HTC has been dropped from Taiwan’s TSWE 50 index, following a 66% slide in its share price this year.
The collapse in HTC’s share price means it is not big enough to be included in Taiwan’s TWSE 50 Index.
In June, the smartphone maker said Q2 2015 revenues had halved from the same period last year, resulting in an operating loss of 5.1 billion Taiwanese dollars ($155 million).
Last month, HTC said it would cut 15% of its global workforce.
HTC’s share price is now less than the amount of cash it holds on deposit, which means investors consider the rest of the company to be, in theory, worthless.
Dropping out of the TWSE 50 index may push the share price even lower, as foreign investors are reluctant to hold shares not listed on the main Taiwan index.
HTC was founded in the 1990s and started out manufacturing notebook computers and some of the first touch handheld devices. It also made the world’s first Android smartphone.
It has been outgunned at the top end of the smart phone market by Apple, Samsung and LG.
Many blame the outcome on the massive advertising budgets of the market leaders. Samsung alone spent over $60 million on marketing the launch of its new Galaxy S6 smart phone, roughly the same as HTC’s entire annual marketing budget.
Meanwhile, Chinese makers such as Xiaomi and Lenovo have squeezed it at the cheaper end.
Analysts complain that HTC has not innovated enough, claiming for instance that its new HTC One M9 smart phone is almost identical to its former M8.
However, HTC has not been slow to launch new products.

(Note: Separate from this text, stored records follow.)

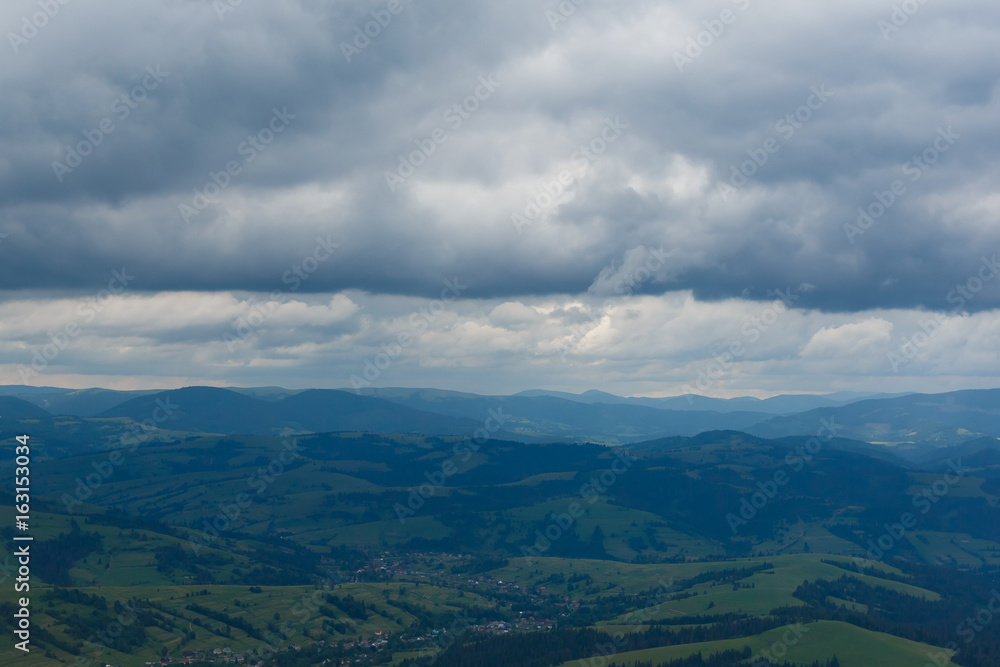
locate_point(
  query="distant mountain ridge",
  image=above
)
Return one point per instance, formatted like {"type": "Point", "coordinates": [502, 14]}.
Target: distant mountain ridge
{"type": "Point", "coordinates": [910, 422]}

It has a fitness tracker called the Grip and recently launched active earphones.
Hours before the Taiwanese stock exchange announced HTC’s ejection from the TWSE 50, the company launched the latest of its Desire smartphone range, the 728, in China.
HTC is also attracting attention with the launch of its virtual reality headset Vive at the end of the year. The company says more than 1,000 developers are working with it on content creation for gaming, entertainment and education apps.
Cher Wang, chairwoman and chief executive of HTC, said: “While the current market climate is challenging, I firmly believe the measures we are putting in place to streamline our operations, improve efficiency and focus, and increase our momentum will start to show results over the coming quarters.”
While HTC is out of the TSWE 50, it will be listed in the smaller Mid-Cap 100 Index, which contains 100 companies, but only 20% of the value of the whole market.